Written by admin on Thursday, December 31st, 2009

Selected by Olivier Immig & Jan van Heugten

Suicide attack on US base in Afghanistan an insider’s job SOURCE: Afghanistan Sun Thursday, December 31, 2009 (ANI)

Washington, Dec 31 : Fears are being raised that someone working with US Forces in Afghanistan was on the side of the Taliban after a suicide bomber was able to bring his explosives on the base, walk up to a group of American civilians and blow himself up.

A bomber wearing an explosive vest entered Forward Operating Base Chapman in Khost Province, near Pakistan.
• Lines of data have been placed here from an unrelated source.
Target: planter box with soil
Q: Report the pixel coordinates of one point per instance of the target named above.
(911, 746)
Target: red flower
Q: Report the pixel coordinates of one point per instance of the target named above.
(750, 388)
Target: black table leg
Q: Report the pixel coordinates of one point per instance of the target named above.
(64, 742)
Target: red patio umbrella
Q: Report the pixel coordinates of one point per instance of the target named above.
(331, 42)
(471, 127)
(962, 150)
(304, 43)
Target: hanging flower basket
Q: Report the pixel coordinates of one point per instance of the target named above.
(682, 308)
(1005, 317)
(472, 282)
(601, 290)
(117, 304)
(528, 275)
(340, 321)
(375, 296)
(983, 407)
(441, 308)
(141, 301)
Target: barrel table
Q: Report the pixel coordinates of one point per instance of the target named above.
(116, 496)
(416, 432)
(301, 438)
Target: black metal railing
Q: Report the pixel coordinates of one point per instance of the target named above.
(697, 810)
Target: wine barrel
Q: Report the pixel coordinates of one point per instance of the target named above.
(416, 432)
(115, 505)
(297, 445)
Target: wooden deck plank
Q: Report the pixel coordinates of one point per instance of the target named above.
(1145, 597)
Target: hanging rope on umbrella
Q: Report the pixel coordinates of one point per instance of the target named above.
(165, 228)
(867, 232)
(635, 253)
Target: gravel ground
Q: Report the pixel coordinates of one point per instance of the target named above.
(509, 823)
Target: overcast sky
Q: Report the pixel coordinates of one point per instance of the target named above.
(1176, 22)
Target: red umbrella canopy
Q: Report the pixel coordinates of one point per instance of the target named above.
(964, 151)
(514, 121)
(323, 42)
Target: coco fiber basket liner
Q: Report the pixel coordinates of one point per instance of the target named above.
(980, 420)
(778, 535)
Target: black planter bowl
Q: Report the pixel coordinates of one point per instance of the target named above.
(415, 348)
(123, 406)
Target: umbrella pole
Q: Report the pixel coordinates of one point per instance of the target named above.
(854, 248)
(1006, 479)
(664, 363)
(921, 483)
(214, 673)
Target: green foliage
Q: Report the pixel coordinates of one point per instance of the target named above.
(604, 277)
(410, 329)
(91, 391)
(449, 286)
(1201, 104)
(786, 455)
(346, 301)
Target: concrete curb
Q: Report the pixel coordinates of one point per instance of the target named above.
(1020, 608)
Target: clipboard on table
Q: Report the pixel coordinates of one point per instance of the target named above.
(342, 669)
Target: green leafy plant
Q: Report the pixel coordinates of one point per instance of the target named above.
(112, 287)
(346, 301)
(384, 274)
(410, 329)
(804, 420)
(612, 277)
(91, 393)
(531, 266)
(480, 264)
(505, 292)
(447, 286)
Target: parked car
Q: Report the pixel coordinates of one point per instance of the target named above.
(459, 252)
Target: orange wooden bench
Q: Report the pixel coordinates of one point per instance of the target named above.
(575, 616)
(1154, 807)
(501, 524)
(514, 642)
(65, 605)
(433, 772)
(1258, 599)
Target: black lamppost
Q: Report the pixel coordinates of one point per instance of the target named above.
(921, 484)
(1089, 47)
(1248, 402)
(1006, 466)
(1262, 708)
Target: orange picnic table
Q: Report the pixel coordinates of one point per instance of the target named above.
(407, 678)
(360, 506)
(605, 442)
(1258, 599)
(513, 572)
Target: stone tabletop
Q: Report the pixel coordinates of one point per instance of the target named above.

The suicide bomber, who is said to be a high-ranking officer in Afghanistan Army, killed eight US CIA employees.

The outpost is located in the middle of a notorious stronghold for Afghan insurgents near the border with Pakistan, CBS News reports.

A Taliban spokesman said one of its members who was working for the Afghan army carried out the attack.

Afghan soldiers and civilians are present at almost every American outpost since one of the chief principals of the US strategy is to partner with the Afghans.

According to Christine Fair of Georgetown University, some of them may actually be working for the Taliban.

―They have really become a vehicle of infiltration for the Taliban. This is most certainly a vulnerability in our strategy going forward in trying to hand over security to the Afghans if we don‘t really have a way of figuring out who we can trust,‖ Fair said.

The Washington Post reported on Wednesday that the military post was used by the CIA as an operations and surveillance centre.

Last October, eight US soldiers were killed when insurgents very nearly overran an outpost.